SCB EIC forecasts CLMV economic growth to decelerate to 5.1% in 2025, impacted by global trade risks, elevated U.S. tariffs, political instability, and competition from China’s low-cost imports. Vietnam is expected to drive growth, while Myanmar faces economic contraction amid ongoing regional tensions.
Growth Slowdown and Trade Risks
SCB EIC forecasts a deceleration in CLMV economies to 5.1% growth in 2025, down from 6.3% in 2024, driven by slowing global trade and economic activity. Elevated U.S. tariffs under a potential Trump 2.0 policy threaten export-driven CLMV nations, especially Vietnam and Cambodia, which depend heavily on the U.S. market. In addition, cheap Chinese imports undermine local competitiveness. Political instability in Myanmar, border tensions in Cambodia, and Laos’ debt vulnerabilities add to the risks, dampening investor confidence and consumption.
Country-Specific Challenges and Opportunities
Vietnam emerges as the strongest performer due to production shifts towards ASEAN, improved supply chains, and supportive reforms. Cambodia’s moderate growth faces headwinds from tariffs and border tensions, though tourism and exports provide some relief. Lao PDR struggles with external debt and financial sector weaknesses, while Myanmar’s economy contracts amid political turmoil and natural disasters, restricting recovery prospects.

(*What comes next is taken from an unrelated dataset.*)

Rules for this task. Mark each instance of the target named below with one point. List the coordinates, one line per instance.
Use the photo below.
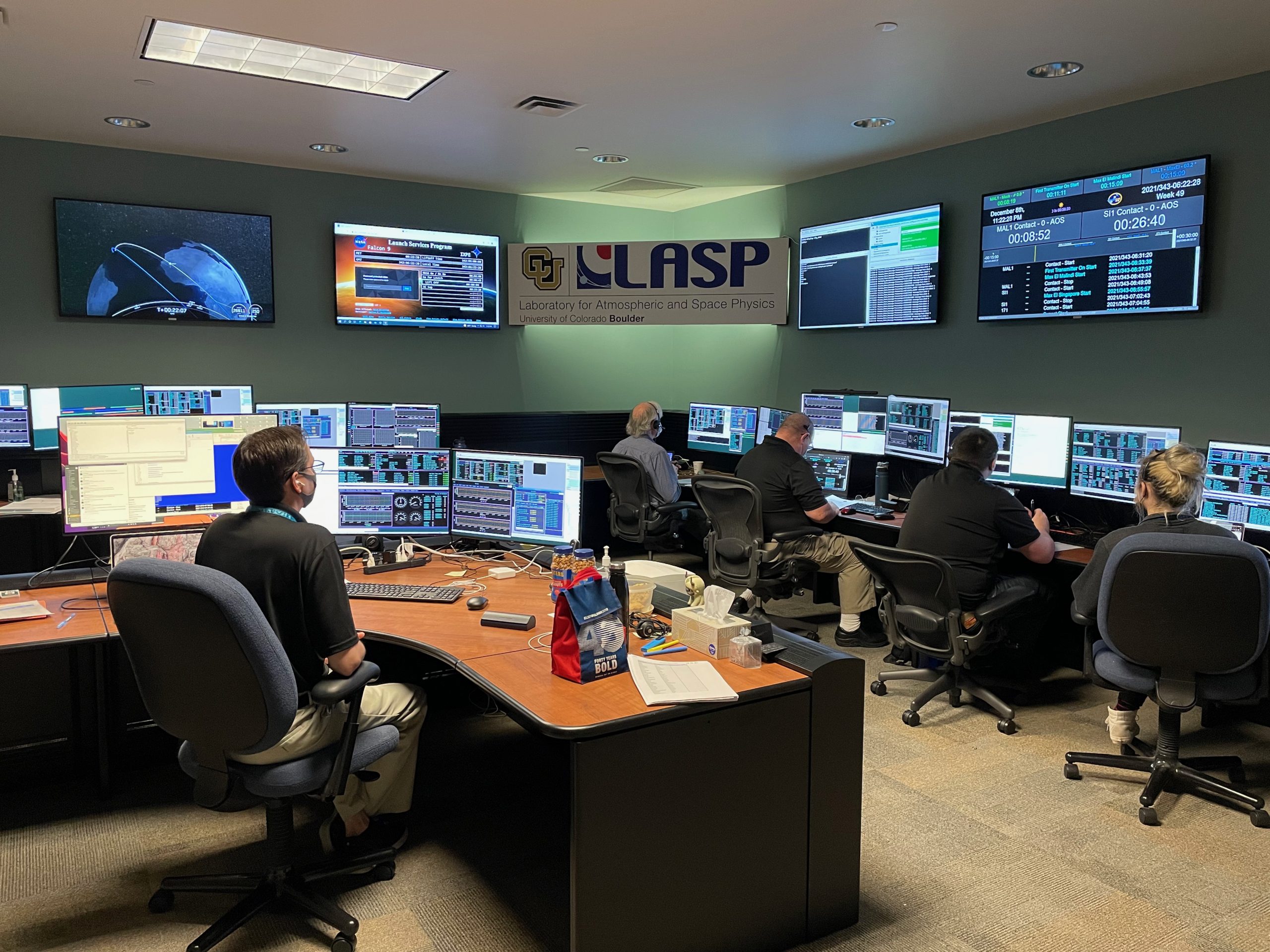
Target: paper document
(35, 506)
(679, 682)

Impact on Regional Trade and Investment
Trade and investment between Thailand and CLMV are softening amid weaker demand, ongoing border conflicts, and greater global trade uncertainty. Although Thailand’s investments diversify across sectors, political instability and regional tensions may curb future flows. The Thailand-Cambodia conflict risks prolonging border closures, hurting trade and investment sentiment, but Thai labor markets may adapt due to alternative workforce sources.